Peran ini dilaksanakan sebagai bagian dari tugas profesional guru yang memiliki
tanggung jawab dalam meningkatkan kinerjanya sebagai guru. Dalam melaksanakan
perannya sebagai peneliti, guru memiliki tanggung jawab untuk menguji berbagai
komponen kurikulum, misalnya menguji bahan-bahan kurikulum, menguji efektifitas
program, menguji strategi dan model pembelajaran dan lain sebagainya termasuk
mengumpulkan data tentang keberhasilan siswa mencapai target kurikulum.[16]
Sesungguhnya
guru merupakan seorang key person yang paling mengetahui tentang
kebutuhan kurikulum yang sesuai dengan tingkat perkembangan peserta didik.
Karena itu sewajarnya apabila dia turut aktif dalam pembinaan kurikulum di
sekolahnya. Untuk mengubah kurikulum itu tentu tak mungkin, akan tetapi dalam
rangka membuat atau memperbaiki proyek-proyek pelaksanaan kurikulum, yang
berhubungan dengan tugas dan tanggung jawabnya tentu sangat diperlukan. Paling
tidak dia berkewajiban memberi saran-saran yang berguna demi penyempurnaan
kurikulum kepada pihak yang berwenang.[17]

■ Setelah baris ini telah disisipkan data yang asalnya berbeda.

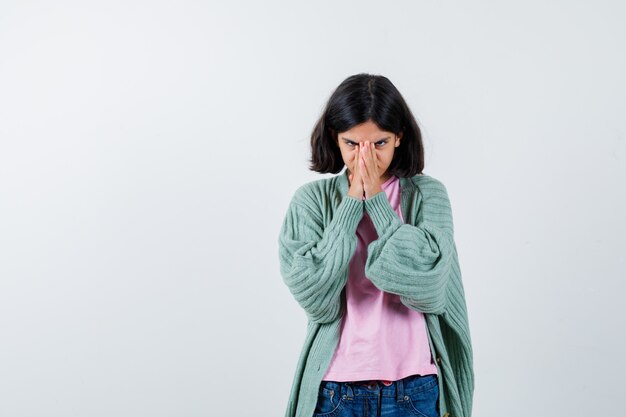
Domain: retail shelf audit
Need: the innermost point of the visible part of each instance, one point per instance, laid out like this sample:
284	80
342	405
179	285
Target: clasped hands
365	174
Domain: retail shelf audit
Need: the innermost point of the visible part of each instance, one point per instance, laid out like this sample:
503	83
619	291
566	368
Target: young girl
370	256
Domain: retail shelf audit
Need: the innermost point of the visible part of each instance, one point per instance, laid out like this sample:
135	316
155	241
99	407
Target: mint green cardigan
416	260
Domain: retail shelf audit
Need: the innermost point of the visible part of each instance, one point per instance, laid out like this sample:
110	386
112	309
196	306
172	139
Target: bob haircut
356	100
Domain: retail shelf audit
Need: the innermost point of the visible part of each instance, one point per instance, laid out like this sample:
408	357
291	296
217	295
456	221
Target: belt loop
349	392
400	390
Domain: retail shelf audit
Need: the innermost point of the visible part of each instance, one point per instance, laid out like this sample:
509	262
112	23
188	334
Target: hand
368	170
356	182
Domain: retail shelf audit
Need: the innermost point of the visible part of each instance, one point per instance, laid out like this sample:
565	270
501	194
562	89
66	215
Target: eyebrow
350	140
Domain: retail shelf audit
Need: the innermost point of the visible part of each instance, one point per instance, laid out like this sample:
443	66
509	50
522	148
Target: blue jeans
415	395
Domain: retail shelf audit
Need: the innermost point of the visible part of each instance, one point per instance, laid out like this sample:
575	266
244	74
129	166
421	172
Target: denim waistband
398	389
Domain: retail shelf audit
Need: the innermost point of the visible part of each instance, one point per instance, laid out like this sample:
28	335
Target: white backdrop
149	151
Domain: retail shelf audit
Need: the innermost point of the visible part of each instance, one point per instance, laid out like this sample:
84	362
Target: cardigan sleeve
314	258
413	261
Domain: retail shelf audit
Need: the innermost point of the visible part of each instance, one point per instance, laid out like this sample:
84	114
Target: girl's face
385	144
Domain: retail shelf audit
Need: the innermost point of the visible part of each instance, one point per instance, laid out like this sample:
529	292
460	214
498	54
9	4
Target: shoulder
314	197
435	203
316	191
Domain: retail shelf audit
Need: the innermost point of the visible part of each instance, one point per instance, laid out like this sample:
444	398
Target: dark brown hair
356	100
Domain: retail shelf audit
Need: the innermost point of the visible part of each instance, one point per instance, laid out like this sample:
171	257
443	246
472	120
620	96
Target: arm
413	261
314	260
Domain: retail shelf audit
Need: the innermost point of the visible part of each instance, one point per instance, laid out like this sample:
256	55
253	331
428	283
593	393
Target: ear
398	137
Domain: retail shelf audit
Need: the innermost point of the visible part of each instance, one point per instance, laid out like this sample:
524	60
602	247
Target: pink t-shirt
380	338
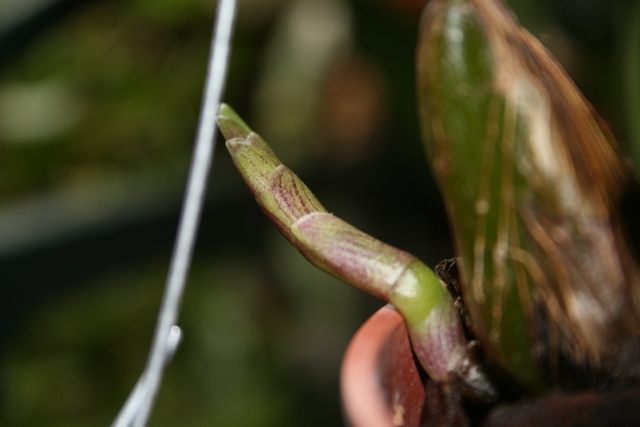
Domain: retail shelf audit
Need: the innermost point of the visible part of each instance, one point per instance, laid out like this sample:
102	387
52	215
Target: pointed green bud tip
230	123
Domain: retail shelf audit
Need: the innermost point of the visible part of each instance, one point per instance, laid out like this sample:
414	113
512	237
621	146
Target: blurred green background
99	102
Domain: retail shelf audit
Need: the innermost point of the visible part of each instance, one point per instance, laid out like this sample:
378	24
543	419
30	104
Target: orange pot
380	381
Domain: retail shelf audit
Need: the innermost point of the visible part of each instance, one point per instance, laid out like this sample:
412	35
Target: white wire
136	410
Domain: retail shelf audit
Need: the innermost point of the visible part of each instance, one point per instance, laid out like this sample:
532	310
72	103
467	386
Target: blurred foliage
113	88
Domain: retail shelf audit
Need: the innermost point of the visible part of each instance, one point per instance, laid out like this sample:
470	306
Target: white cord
137	409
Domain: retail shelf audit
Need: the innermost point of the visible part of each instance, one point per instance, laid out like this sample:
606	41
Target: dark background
99	103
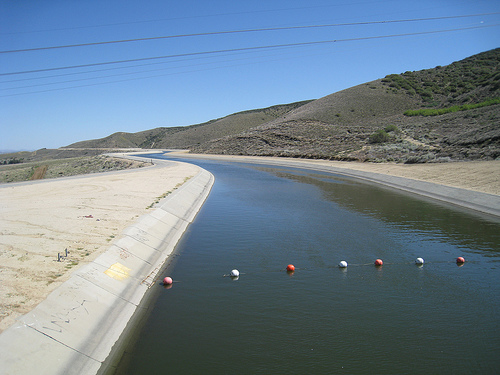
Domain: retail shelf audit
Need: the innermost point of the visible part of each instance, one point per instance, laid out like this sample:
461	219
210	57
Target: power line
243	31
198	16
247	49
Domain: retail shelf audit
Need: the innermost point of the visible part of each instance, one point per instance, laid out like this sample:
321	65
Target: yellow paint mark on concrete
118	271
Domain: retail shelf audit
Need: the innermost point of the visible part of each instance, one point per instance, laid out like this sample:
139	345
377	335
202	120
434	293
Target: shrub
391	128
380	136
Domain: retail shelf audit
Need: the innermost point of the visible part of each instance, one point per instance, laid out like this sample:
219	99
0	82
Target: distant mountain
184	137
440	114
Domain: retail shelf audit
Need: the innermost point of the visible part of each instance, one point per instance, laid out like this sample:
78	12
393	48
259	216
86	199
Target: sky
201	60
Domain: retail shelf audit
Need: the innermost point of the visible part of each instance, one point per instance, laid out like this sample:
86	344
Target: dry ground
82	215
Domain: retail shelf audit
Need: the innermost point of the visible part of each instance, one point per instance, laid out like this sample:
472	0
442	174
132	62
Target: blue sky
64	103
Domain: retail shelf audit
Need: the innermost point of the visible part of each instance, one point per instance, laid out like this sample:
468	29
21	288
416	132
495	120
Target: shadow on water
425	216
394	319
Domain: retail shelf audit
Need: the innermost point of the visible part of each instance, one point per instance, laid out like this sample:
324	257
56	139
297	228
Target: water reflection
321	318
464	228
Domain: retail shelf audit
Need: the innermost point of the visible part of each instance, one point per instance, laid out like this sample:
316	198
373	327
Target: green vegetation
382	135
467	81
455	108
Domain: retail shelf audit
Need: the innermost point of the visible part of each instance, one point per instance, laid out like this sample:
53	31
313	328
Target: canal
438	318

Dilihat dari segi pengelolaannya,
pengembangan kurikulum dapat dibedakan antara yang bersifat sentralisasi,
desentralisasi dan sentral desentral:
1)
Pengembangan kurikulum yang bersifat
sentralisasi
Dalam kurikulum yang bersifat
sentralisasi, guru tidak mempunyai peranan dan evaluasi kurikulum yang bersifat
makro, mereka lebih berperan dalam kurikulum mikro. Kurikulum makro
disusun oleh tim khusus yang terdiri atas para ahli. Penyusunan kurikulum mikro
dijabarkan dari kurikulum makro. Guru menyusun kurikulum dalam bidangnya untuk
jangka waktu satu tahun, satu semester, beberapa minggu, atau beberapa hari
saja.
2)
Pengembangan kurikulum yang bersifat
desentralisasi
Kurikulum desentralisasi disusun
oleh sekolah ataupun kelompok sekolah tertentu dalam suatu wilayah atau daerah.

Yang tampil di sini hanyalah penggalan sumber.